Von Victoria Heindl. Erstellt am 31. Mai 2020 (06:13)
Ortsvorsteher Manfred Hoffelner kann nicht verstehen, warum die „Via Donau“ Norbert Schreiner (r.) strikt untersagt, den Treppelweg (im Hintergrund) in Höflein zu mähen.
Heindl

Raus in die Natur – das bedeutet für viele Höfleiner einen Spaziergang entlang der Donau. Damit sie das Stück Treppelweg, das nicht asphaltiert ist, bequem besuchen können, sorgten Norbert Schreiner und einer seiner Freunde dafür, dass der Weg regelmäßig gemäht wird.

Bisher – denn nun wurde den beiden Höfleinern das von der „viadonau“ strengstens untersagt. Sogar eine Klage gegen die beiden Mähmeister steht im Raum.

Einmal in der Woche rückten die beiden Höfleiner bisher aus, um den Weg, der von der „viadonau“ auch als Treppelweg gekennzeichnet ist, vom hohen Gras zu befreien. Was viele Höfleiner freute, sorgte bei der „viadonau“ für Ärger. Sie verbot Schreiner und seinem Freund diese Tätigkeit.

„Es finden sich immer weniger, die etwas für den Ort machen wollen. Und das wird dann nicht einmal geduldet“, kann Ortsvorsteher Manfred Hoffelner das Vorgehen der „viadonau“ nicht nachvollziehen. Und auch Norbert Schreiner ist über dieses rigorose Handeln überrascht: „Es kostet den Steuerzahler keinen Cent. Ich möchte es nur dürfen.“

Kooperation mit der Stadtgemeinde?

Die „viadonau“ sieht das Handeln der beiden Anrainer allerdings als Eingriff in ihren Zuständigkeitsbereich, der auch haftungstechnische Folgen hat. „Trotz vermehrter bilateraler Rücksprache mit den Anrainern kam es zu regelmäßigen Eingriffen auf fremden Grund“, erklärt Christoph Caspar, Pressesprecher der „viadonau“.

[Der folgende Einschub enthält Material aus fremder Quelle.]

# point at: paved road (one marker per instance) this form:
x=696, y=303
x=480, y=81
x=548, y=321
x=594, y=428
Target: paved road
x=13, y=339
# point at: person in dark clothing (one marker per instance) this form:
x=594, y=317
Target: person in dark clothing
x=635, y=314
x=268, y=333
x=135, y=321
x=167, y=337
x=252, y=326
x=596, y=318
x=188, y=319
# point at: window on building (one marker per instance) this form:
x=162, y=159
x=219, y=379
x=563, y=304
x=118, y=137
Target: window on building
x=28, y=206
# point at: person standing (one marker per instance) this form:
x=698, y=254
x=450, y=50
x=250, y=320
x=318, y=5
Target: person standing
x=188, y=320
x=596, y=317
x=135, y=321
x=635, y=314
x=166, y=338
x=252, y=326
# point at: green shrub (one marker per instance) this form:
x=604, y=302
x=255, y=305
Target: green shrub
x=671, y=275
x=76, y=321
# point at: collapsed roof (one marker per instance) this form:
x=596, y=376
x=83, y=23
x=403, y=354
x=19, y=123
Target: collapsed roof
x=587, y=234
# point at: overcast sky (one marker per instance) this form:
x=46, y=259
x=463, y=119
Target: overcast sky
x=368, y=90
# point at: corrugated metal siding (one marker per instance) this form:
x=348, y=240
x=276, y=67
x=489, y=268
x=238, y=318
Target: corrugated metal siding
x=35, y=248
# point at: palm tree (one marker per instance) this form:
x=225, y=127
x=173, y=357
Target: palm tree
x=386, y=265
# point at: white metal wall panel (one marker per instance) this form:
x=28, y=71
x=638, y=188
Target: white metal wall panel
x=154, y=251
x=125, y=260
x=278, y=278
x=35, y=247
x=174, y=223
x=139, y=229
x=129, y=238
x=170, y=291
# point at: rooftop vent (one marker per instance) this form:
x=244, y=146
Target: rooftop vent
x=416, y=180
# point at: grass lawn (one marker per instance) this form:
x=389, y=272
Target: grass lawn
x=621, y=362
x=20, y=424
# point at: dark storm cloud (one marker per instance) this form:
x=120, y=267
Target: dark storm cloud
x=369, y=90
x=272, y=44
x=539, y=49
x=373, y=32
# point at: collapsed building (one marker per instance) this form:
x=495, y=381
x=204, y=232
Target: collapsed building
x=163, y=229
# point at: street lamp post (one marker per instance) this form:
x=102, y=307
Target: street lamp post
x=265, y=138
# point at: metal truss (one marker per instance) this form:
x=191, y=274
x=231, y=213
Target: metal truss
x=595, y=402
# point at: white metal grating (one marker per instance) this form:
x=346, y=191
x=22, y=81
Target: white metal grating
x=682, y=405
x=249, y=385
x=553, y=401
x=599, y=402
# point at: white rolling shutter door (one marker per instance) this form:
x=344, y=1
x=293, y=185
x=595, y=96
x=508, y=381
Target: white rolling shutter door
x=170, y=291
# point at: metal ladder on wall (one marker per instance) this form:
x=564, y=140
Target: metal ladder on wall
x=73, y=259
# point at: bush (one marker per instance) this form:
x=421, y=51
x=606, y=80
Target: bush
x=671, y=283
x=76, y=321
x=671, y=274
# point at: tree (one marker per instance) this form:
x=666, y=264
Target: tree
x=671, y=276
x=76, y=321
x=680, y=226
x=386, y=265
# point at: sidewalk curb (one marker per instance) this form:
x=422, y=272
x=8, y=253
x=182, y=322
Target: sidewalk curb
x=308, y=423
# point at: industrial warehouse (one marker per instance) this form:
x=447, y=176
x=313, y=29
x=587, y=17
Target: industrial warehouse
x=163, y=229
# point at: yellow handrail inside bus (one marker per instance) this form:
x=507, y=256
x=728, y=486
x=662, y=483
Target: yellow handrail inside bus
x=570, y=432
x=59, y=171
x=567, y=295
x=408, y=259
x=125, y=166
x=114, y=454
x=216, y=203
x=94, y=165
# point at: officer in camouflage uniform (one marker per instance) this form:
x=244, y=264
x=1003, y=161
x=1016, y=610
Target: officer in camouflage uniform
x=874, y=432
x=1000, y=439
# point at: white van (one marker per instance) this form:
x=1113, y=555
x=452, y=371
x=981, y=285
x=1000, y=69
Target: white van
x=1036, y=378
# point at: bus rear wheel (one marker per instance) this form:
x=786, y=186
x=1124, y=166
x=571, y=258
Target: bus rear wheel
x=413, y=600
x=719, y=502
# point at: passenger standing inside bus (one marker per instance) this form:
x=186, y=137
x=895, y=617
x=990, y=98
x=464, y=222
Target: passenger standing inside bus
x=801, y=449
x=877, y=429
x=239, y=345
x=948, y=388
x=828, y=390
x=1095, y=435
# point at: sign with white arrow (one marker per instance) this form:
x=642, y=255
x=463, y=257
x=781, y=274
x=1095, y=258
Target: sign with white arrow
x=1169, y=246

Damit der Weg auch weiterhin ausgemäht wird, setzt die „viadonau“ auf eine Kooperation mit der Stadtgemeinde.

„Die Nutzung der ufernahen Bereiche für Anrainer, Sportler und Erholungsliebende ist für ,viadonau‘ sehr wichtig. Daher stehen unsere Erhaltungsexperten seit Jahren mit den Anrainern vor Ort im Austausch und treffen sich regelmäßig (zuletzt erst vergangene Woche). Diese wurden informiert, dass, wenn der Wunsch nach einem anderen Erhaltungszustand auf dem Weg besteht, eine entsprechende Vereinbarung zwischen der Gemeinde (als Vertreter der Allgemeinheit) und viadonau als Grundstückseigentümer denkbar wäre“, hofft Caspar, dass bald eine Lösung, die für alle Seiten zufriedenstellend ist, getroffen werden kann.